É o primeiro centro com esse modelo na América Latina. A tecnologia já é utilizada em cidades como Nova York e Chicago, além de operações de grande porte como o complexo da Disney World e países europeus, como a Itália. No Brasil, sistemas semelhantes estão em fase de implantação em outras cidades, como São Paulo, mas Londrina saiu na frente ao reunir, no mesmo ambiente físico, concessionárias e órgão gestor.

Para Cristiane Cordeiro, presidente da Londrina Inteligente, governança local que visa promover Londrina para uma das 10 cidades mais inteligentes da América Latina, o CIOP é um dos grandes ativos do munícipio: “Uma cidade inteligente também deve ser uma cidade onde as pessoas são felizes. E a mobilidade está diretamente ligada a esse conceito. Quando a população tem uma estrutura como o CIOP na gestão do transporte, isso resulta em rotas planejadas e menos tempo em deslocamentos. Consequentemente, mais qualidade de vida para os cidadãos que utilizam o transporte coletivo”.

A percepção se repete fora do universo dos passageiros: na pesquisa de 2025 do Fórum Desenvolve Londrina, levantamento independente sobre a cidade, o transporte público apareceu entre os cinco aspectos mais bem avaliados de Londrina, sendo que somente 5% dos moradores o citaram como preocupação.

O presidente do Fórum Desenvolve Londrina, Angelo Pamplona comenta que em 2025, o Fórum Desenvolve realizou a XIV Pesquisa de Percepção da População sobre a cidade de Londrina e no item sobre “Sentimento de Pertencimento”, 22,5% dos entrevistados responderam que consideram o transporte público a característica mais positiva na cidade.

O resultado de todo esse investimento, realizado a partir da visão estratégica sobre mobilidade da atual gestão municipal, já rende frutos e é um case nacional do segmento com premiações pelo ITS (Intelligent Transport System), dados em tempo real de todo sistema de transporte para gestão inteligente.
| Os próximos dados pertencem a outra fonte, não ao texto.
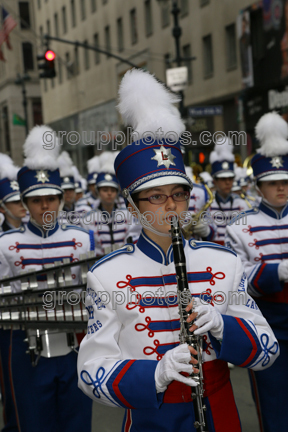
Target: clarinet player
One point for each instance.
(131, 356)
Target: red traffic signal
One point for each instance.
(50, 55)
(48, 65)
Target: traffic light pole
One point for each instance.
(90, 47)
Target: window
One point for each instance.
(208, 56)
(24, 15)
(76, 68)
(184, 7)
(148, 18)
(64, 19)
(187, 54)
(165, 14)
(107, 40)
(93, 6)
(96, 44)
(133, 25)
(60, 77)
(56, 25)
(37, 112)
(86, 57)
(83, 9)
(231, 58)
(41, 34)
(27, 50)
(68, 65)
(166, 62)
(257, 34)
(120, 34)
(73, 13)
(6, 123)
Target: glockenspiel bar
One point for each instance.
(51, 283)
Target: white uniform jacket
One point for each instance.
(133, 321)
(223, 211)
(260, 238)
(111, 230)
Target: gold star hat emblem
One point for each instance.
(277, 162)
(14, 185)
(42, 176)
(163, 156)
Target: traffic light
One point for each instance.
(48, 65)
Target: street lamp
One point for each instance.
(176, 33)
(21, 81)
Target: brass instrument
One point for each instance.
(188, 229)
(185, 335)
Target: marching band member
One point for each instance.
(131, 356)
(262, 245)
(225, 204)
(10, 203)
(111, 225)
(46, 397)
(13, 213)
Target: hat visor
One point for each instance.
(224, 175)
(108, 184)
(276, 176)
(13, 198)
(68, 186)
(163, 181)
(43, 192)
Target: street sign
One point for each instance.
(206, 111)
(177, 78)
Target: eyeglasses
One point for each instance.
(161, 198)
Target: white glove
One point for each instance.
(209, 319)
(168, 368)
(283, 270)
(201, 229)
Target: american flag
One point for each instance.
(8, 24)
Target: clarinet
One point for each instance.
(185, 335)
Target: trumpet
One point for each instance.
(185, 335)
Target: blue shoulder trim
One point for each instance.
(92, 241)
(198, 244)
(65, 227)
(244, 213)
(129, 248)
(21, 230)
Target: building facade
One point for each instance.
(83, 96)
(20, 61)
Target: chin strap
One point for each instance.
(261, 194)
(142, 218)
(9, 213)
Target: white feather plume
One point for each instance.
(272, 132)
(146, 105)
(206, 176)
(108, 167)
(38, 157)
(189, 172)
(93, 165)
(65, 165)
(223, 150)
(7, 168)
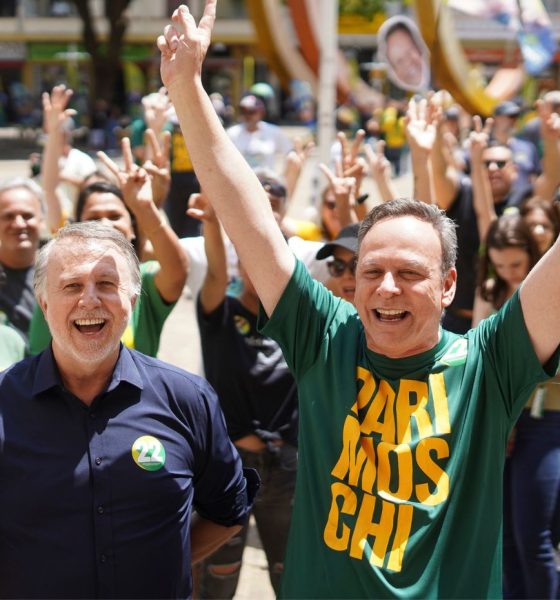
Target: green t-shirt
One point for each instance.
(399, 486)
(146, 323)
(12, 347)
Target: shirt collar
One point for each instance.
(48, 376)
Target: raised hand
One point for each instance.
(55, 108)
(421, 124)
(350, 152)
(158, 166)
(183, 52)
(478, 138)
(133, 180)
(201, 209)
(380, 167)
(156, 107)
(550, 120)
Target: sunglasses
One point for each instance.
(337, 267)
(500, 164)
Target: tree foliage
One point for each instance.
(105, 54)
(363, 8)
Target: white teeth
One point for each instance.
(389, 313)
(84, 322)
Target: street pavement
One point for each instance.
(180, 343)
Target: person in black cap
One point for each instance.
(341, 253)
(524, 154)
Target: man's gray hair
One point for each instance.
(405, 207)
(14, 183)
(87, 232)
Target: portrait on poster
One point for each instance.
(402, 49)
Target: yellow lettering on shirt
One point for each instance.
(403, 471)
(391, 461)
(382, 404)
(439, 396)
(331, 535)
(367, 526)
(411, 402)
(436, 474)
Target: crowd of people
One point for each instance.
(380, 387)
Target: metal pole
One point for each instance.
(327, 77)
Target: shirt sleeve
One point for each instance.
(39, 334)
(306, 314)
(223, 491)
(510, 358)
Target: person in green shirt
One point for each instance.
(403, 425)
(12, 347)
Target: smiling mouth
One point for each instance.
(390, 316)
(89, 325)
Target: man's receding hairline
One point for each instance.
(394, 218)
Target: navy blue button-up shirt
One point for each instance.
(96, 501)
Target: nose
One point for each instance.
(388, 286)
(106, 221)
(19, 221)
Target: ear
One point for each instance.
(43, 306)
(449, 287)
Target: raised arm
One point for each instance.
(483, 202)
(446, 176)
(214, 288)
(539, 299)
(420, 133)
(343, 189)
(55, 112)
(548, 181)
(237, 195)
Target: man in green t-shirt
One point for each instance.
(403, 425)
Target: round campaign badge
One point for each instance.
(148, 453)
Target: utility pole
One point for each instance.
(327, 77)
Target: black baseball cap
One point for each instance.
(346, 238)
(507, 109)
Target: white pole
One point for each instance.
(327, 77)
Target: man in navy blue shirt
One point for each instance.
(104, 452)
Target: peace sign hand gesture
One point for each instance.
(182, 54)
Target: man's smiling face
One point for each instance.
(400, 289)
(88, 300)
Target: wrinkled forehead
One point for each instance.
(84, 254)
(498, 153)
(20, 198)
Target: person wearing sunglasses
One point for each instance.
(402, 425)
(341, 262)
(524, 154)
(459, 196)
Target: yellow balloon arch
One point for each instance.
(452, 70)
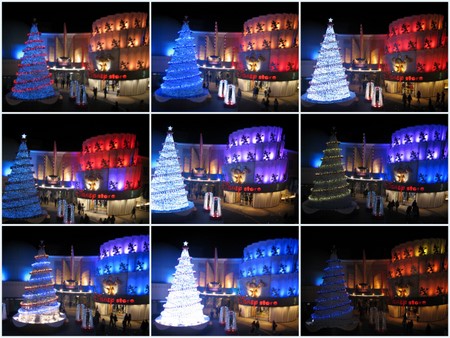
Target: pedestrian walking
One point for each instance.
(274, 326)
(275, 104)
(405, 100)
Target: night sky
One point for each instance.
(78, 16)
(69, 131)
(347, 17)
(86, 240)
(350, 241)
(230, 241)
(230, 16)
(216, 128)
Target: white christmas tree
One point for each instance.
(183, 307)
(183, 80)
(329, 82)
(331, 189)
(333, 307)
(168, 193)
(40, 304)
(20, 197)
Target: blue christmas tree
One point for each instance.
(34, 81)
(20, 198)
(333, 309)
(168, 193)
(40, 303)
(183, 78)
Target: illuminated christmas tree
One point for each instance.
(34, 81)
(329, 82)
(20, 198)
(168, 193)
(183, 307)
(331, 189)
(333, 307)
(183, 80)
(40, 303)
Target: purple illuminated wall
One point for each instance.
(275, 263)
(421, 152)
(259, 153)
(127, 259)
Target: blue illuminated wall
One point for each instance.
(419, 155)
(273, 264)
(128, 260)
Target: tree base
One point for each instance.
(14, 102)
(34, 220)
(36, 327)
(344, 102)
(193, 330)
(311, 208)
(345, 325)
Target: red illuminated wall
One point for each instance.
(272, 40)
(420, 267)
(420, 42)
(112, 158)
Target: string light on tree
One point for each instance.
(333, 309)
(331, 189)
(34, 81)
(329, 82)
(183, 307)
(20, 198)
(183, 80)
(168, 193)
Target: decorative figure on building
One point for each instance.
(423, 291)
(108, 27)
(412, 45)
(124, 65)
(420, 67)
(100, 45)
(289, 25)
(260, 27)
(419, 26)
(405, 28)
(275, 25)
(254, 289)
(123, 24)
(115, 43)
(434, 25)
(422, 250)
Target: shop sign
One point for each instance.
(113, 300)
(93, 196)
(268, 302)
(408, 188)
(425, 301)
(254, 188)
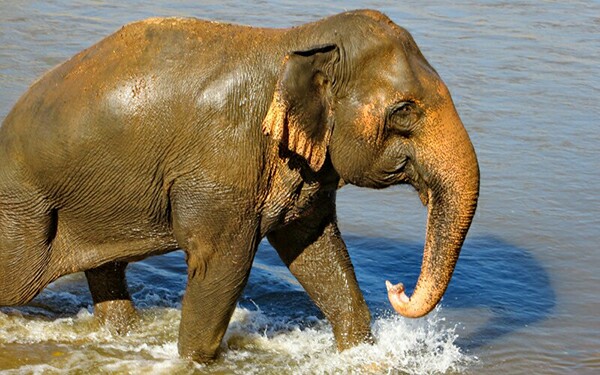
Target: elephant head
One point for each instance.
(369, 100)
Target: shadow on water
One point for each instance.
(505, 281)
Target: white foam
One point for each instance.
(255, 343)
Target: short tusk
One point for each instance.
(396, 295)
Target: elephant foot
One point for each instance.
(117, 315)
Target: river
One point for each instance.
(525, 77)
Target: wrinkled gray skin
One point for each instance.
(182, 133)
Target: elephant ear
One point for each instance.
(300, 115)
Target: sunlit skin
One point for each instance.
(186, 134)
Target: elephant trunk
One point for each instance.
(449, 185)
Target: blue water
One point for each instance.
(525, 77)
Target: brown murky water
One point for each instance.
(526, 80)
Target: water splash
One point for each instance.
(254, 344)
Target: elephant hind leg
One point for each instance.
(112, 302)
(27, 229)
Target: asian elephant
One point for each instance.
(178, 133)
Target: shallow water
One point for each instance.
(526, 80)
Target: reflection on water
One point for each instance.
(526, 81)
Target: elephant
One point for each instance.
(181, 133)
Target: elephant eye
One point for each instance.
(402, 108)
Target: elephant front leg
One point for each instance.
(112, 302)
(318, 258)
(218, 271)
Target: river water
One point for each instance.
(525, 76)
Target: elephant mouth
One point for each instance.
(406, 172)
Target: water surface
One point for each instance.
(526, 81)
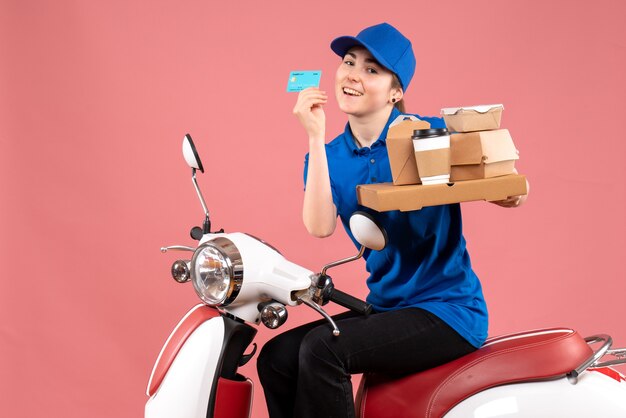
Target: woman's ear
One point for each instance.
(395, 95)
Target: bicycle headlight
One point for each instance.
(217, 272)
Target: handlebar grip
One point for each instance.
(350, 302)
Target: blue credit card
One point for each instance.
(300, 80)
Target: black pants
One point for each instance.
(305, 372)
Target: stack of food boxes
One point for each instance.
(479, 149)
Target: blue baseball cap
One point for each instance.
(387, 45)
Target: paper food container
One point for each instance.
(384, 197)
(472, 118)
(400, 149)
(484, 154)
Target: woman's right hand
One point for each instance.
(309, 111)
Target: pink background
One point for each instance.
(95, 98)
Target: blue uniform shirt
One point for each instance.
(425, 263)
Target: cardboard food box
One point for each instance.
(400, 149)
(484, 154)
(473, 118)
(384, 197)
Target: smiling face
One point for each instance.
(362, 85)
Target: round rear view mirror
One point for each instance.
(367, 231)
(191, 154)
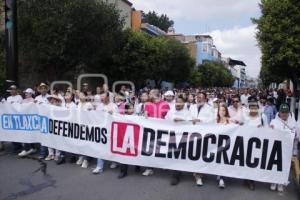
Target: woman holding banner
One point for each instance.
(84, 105)
(284, 122)
(257, 119)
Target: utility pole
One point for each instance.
(11, 38)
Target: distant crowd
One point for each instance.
(250, 106)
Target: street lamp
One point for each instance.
(10, 9)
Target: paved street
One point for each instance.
(18, 181)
Renan Salvador, presidente da Companhia Municipal de Trânsito e Urbanização (CMTU) de Londrina, reforça esse conceito:

Renan Salvador, presidente da CMTU: “Toda e qualquer decisão deve ser baseada em dados, ainda mais quando essa decisão impacta uma cidade grandiosa como Londrina”
Renan Salvador, presidente da CMTU: “Toda e qualquer decisão deve ser baseada em dados, ainda mais quando essa decisão impacta uma cidade grandiosa como Londrina” | Foto: Heloísa Gonçalves

“No mundo de hoje não existe mais espaço para ‘achismo’. Toda e qualquer decisão deve ser baseada em dados, ainda mais quando essa decisão impacta uma cidade grandiosa como Londrina. É nesse modelo de gestão que colocamos toda nossa força para levar cada dia que passa mais benefícios ao londrinense. Uma cidade inteligente que coloca o cidadão no centro e traz tecnologia para acelerar seu desenvolvimento”.